Witnessing floaters occasionally is not alarming. However, floaters which appear as showers and are accompanied by flashes of light are not supposed to be ignored and must be evaluated by an ophthalmologist (eye specialist), as this can indicate that the retina is becoming dislodged from the inner lining of the back of the eye.

You will notice black or grey specks, strings or flecks in your field of vision. Typical symptoms of eye floaters include:

  • Spots or strings in your vision which move as you move your eyes

  • Eventual settling down of the spots

  • Spots are more noticeable against a plain, bright background, such as white paper

  • In severe cases, flashes of light may accompany the spots

  • At times, cobwebs or ring-shaped floaters may be seen

Floaters usually aren’t a cause for concern, but if they appear suddenly as a shower, you must get your symptoms evaluated by an eye doctor. Sudden flashes of light, loss of vision at the sides, or too many floaters could indicate retinal detachment and must be assessed by an ophthalmologist (eye specialist).

You can be assured of receiving multidisciplinary care at The Aga Khan University Hospital for diagnosis and treatment of your eye floaters. You can safely and privately discuss your symptoms and gain advice from our expert team of ophthalmologists at the Eye and ENT Service Line and receive personalized treatment and care.

Your time with your doctor may be limited, so make sure to prepare for your visit beforehand. Here are some tips to help get you started.

A detailed medical history will be taken to find out how frequently you have eye floaters and whether you have experienced any serious symptoms, such as flashes of light or a large number of floaters at the same time.

After this, your doctor will conduct various eye examinations including a visual acuity test to check your vision, a slit lamp test to check the front of your eye and back of your eye. Your eye will be dilated with the help of special drops, and the doctor will examine the inside of your eye with the help of special instruments. This test will help the doctor examine the retina and identify any abnormalities in its structure and placement

Occasional eye floaters may not require treatment and just need you to get used to them.

The Aga Khan University Hospital offers various support services to help with managing or recovering from the disease or condition.

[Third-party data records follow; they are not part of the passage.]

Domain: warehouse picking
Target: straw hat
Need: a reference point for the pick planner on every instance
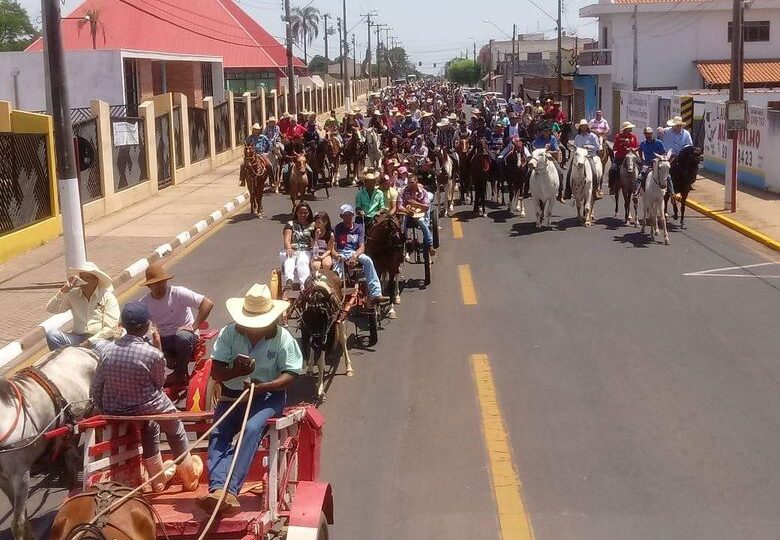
(676, 121)
(104, 280)
(257, 309)
(155, 273)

These include but are not limited to nutrition, physiotherapy, rehabilitation, specialized clinics and some patient support groups. Your doctor or nurse will advise you accordingly.

The Aga Khan University Hospital offers financial assistance to those who are in need and fulfil the eligibility criteria. For further information, you can contact the Patient Welfare Department. You can find the contact number of the Patient Welfare Department in the ‘Important Numbers’ section on the website homepage.

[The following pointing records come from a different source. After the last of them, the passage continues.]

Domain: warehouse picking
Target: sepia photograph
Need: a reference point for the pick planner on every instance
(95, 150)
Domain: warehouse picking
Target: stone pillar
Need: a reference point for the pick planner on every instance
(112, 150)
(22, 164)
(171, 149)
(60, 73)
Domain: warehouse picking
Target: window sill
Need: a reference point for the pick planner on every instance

The financial counselling staff is available during office hours, at the main PBSD (Patient Business Services Department), to answer your financial queries on treatments’ costs and authorize admissions on partial deposit as per hospital policies allow. The financial counsellor in the emergency room is open 24/7. You can find the contact number of the Patient Business Services in the ‘Important Numbers’ section on the website homepage.

Your doctor and or nurse will give you specific instructions about the prescribed medication. Please ensure that you take or use the prescribed medicine as advised. It can be dangerous to your health if you self-prescribe. Please inform the doctor or nurse beforehand if you have experienced any adverse reactions to any medications in the past. If you experience any symptoms of drug poisoning, overdose or severe reaction please contact the Pharmacy Service at The Aga Khan University Hospital immediately. You can find the contact number of the Pharmacy Services in the ‘Important Numbers’ section on the website homepage.




The information provided on our website is for educational purposes and not intended to be a substitute for medical advice, diagnosis or treatment. You should always seek the advice of your doctor or other healthcare professional provider.